3D visualization isn’t kids’ play anymore but telling you that isn’t enough; I’ve got to show you.
That’s why Tom, Dan and I created our travelling 3D Planeta roadshow, compact enough to fit into a U-Haul trailer but expansive enough to provide our audiences with a true 3D immersive experience, whether on a big wall-mounted screen or small laptop.
I’ve been fascinated by the power of 3D visualization since my first View-Master 3D stereoscopic image viewer back in the early 1970’s, and I’ve watched its evolution within the film and gaming sectors move through various stages, from clunky to smooth, from anaglyph (red/cyan) glasses to active glasses and now glasses-free displays.
However, if your point of reference is that last “[insert name here] in 3D” movie you saw, complete with the plastic 3D glasses and cheesy Hollywood “coming right towards you” visual effects, it can be hard to understand how a technology that to-date has mainly entertained, can now also help solve real-world problems.

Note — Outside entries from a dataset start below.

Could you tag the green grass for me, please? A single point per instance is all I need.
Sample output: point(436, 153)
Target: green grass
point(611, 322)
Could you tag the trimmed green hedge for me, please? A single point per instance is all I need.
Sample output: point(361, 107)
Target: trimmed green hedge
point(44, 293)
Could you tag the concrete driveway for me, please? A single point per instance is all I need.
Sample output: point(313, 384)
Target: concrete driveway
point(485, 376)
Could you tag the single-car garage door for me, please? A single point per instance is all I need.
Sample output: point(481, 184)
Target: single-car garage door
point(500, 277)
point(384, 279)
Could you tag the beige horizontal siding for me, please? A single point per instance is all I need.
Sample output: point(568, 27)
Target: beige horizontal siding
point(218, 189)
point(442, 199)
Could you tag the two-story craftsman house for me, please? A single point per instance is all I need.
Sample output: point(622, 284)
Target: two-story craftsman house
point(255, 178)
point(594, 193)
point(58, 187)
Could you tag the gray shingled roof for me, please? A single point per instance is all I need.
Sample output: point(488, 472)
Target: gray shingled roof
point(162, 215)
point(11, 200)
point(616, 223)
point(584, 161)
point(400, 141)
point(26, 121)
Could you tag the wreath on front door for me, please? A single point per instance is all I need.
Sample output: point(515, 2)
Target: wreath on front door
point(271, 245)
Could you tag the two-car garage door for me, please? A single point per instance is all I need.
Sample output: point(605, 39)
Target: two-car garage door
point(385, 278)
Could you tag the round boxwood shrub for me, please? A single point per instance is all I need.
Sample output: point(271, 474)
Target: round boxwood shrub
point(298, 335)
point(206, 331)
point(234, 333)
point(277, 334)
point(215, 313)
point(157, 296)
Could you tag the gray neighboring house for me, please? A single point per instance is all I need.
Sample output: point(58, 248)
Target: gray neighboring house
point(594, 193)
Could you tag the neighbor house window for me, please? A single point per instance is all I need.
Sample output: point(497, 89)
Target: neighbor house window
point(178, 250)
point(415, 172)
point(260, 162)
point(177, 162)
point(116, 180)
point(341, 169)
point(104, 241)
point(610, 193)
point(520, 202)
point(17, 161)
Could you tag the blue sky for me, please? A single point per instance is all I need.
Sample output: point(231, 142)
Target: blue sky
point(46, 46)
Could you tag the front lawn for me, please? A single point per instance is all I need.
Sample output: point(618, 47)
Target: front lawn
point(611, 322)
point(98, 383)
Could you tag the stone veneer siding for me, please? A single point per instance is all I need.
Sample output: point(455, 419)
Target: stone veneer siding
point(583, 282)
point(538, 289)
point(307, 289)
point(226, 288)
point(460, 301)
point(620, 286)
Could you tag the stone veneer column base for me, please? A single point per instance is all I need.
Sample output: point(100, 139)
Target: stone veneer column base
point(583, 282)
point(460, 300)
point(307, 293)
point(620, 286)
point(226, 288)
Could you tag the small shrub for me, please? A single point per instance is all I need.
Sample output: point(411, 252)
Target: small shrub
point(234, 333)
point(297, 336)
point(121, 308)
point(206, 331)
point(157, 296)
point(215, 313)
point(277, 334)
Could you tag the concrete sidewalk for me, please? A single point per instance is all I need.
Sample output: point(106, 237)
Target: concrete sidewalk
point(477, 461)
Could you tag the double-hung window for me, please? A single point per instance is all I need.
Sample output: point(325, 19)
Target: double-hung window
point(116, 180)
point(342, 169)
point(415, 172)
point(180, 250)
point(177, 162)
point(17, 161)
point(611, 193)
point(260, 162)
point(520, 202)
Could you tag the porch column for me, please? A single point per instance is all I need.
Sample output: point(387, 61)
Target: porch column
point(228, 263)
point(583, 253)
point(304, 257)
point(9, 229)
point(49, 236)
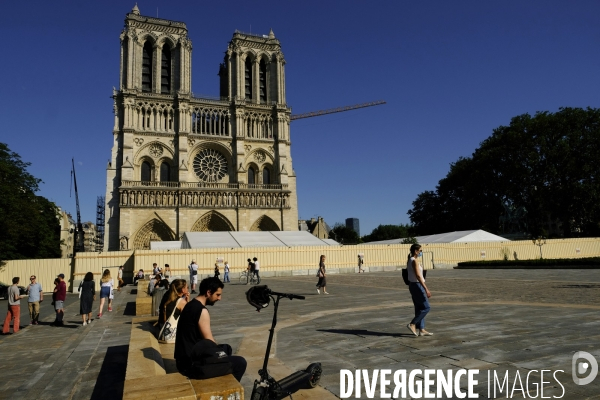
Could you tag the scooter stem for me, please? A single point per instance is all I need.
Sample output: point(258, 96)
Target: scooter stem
point(264, 374)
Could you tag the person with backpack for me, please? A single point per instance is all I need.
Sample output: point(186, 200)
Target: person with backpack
point(256, 269)
point(193, 267)
point(419, 292)
point(226, 269)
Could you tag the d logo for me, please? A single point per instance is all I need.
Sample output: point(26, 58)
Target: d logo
point(581, 367)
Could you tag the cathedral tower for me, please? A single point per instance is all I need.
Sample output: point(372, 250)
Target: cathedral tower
point(182, 163)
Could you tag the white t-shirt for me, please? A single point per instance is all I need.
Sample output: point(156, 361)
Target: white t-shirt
point(412, 277)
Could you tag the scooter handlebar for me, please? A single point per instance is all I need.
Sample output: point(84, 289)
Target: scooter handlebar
point(288, 295)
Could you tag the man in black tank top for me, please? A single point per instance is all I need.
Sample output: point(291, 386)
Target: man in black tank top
point(194, 325)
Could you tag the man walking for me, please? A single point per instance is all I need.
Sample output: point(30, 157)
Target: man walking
point(60, 295)
point(14, 307)
point(256, 269)
point(36, 296)
point(193, 267)
point(194, 326)
point(120, 278)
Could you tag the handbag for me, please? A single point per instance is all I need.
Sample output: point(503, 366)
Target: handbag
point(169, 330)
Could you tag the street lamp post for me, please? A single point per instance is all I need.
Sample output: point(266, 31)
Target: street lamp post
point(540, 241)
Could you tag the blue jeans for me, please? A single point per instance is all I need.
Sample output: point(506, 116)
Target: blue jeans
point(421, 303)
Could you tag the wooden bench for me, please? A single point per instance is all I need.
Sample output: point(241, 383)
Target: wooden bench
point(152, 374)
point(143, 301)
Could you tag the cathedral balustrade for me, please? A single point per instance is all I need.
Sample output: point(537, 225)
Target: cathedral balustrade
point(203, 185)
point(149, 184)
point(187, 198)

I know our 3D visualization can help decision-makers make critical decisions, but I’ve learned potential customers and investors don’t want me to tell them that; they want to see it for themselves.
Enter our 3D Technology Experience. During a recent two-day trip to Halifax, we saw the power of getting our cutting-edge technology in front of people.
All our conversations started the same: after some small talk, our guests would dive in, peppering us with the standard questions investors and potential new customers ask start-up founders. Questions about commercialization, usability, market reach and our path to revenue.
But, the second we switched on our tech, the conversation changed. Whatever perception of 3D visualization each person brought into the room was gone, replaced with the new reality of what 3D visualization actually is and where it is going.
Now we were talking about possibilities.
That’s when they started talking to us about their challenges and opportunities, and because we were talking one-to-one in a hotel conference suite rather than on a crowded and noisy trade show floor, we had time to take a deep dive and really explore how our combination of 3D visualization and AI-driven analytics can facilitate faster and more informed decision-making for any place on earth.
Rather than a 10-minute conversation, we had hour-long conversations; instead of exchanging business cards, we invested in building relationships.
That’s where the true value lies.
It’s why Tom, Dan and I are getting ready to return to Halifax for the grand opening of The PIER marine innovation centre on November 24/25.
We’ve been invited by Andrew Black, executive director of The PIER, a sector-focused living lab created by the Halifax Port Authority to develop next-gen solutions for maritime transportation and logistics. We have recently become an ecosystem partner with The PIER, and are looking forward to diving in to explore how we can help. I know we can and now we’re ready to show it because seeing isn’t just believing; it’s the all-access backstage pass.